Sub-project 1: Effect of FPC on fuel efficiency of a diesel engine fuelled with diesel fuels
The objective of this sub-topic is to study the effect of FPC on the fuel efficiency of a diesel
engine. Caltex diesel, BP diesel and BP ultimate diesel will be tested. The effect of FPC dosing
ratio, engine load and speed on the fuel efficiency will be studied.
Sub-project 2: Effect of FPC on Particulate Matter (PM) emission of a diesel engine
fuelled with diesel fuels
In this sub-topic, the effect of FPC on PM will be investigated. Caltex diesel, BP diesel and BP
ultimate diesel will be tested. PM emission will be measured by monitoring the smoke opacity
of the exhaust with a Bosch RTM 430 infrared opacimeter. The effect of FPC dosing ratio,
engine load and speed on the smoke will be studied.
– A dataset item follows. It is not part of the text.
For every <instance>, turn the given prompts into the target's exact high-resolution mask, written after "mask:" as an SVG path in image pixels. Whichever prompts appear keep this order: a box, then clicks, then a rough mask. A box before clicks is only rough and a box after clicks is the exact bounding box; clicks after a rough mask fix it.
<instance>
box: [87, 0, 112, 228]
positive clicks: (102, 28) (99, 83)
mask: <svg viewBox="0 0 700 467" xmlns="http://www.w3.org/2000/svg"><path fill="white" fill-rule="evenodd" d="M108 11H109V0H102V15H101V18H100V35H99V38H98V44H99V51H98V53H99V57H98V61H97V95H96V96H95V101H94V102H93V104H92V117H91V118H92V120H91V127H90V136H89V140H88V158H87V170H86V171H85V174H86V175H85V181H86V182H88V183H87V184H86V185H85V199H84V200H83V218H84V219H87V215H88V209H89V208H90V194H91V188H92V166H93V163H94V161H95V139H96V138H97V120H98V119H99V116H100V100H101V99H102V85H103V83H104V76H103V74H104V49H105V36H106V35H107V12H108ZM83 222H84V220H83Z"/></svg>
Sub-project 3: Effect of FPC on exhaust gas emissions of a diesel engine fuelled
with diesel fuels
This sub-project is aimed to study the effect of FPC on exhaust gas emission including unburned
hydrocarbons, CO, CO2 and NOx. Caltex diesel, BP diesel and BP ultimate diesel will be
tested. The gas emissions will be measured using a NOx analyser. The effect of FPC dosing
ratio, engine load and speed on the gas emission will be studied.
Sub-project 4: Effect of FPC on fuel efficiency and emissions of a diesel engine
fuelled with biodiesel fuel
In this sub-project, the effect of FPC on the efficiency and emissions of a diesel engine fuelled
with a biodiesel fuel will be examined. The palm oil based biodiesel provided by Wilmar
International will be used in this study. The effect of FPC dosing ratio, engine load and speed
on the fuel efficiency, exhaust emissions will be systematically studied.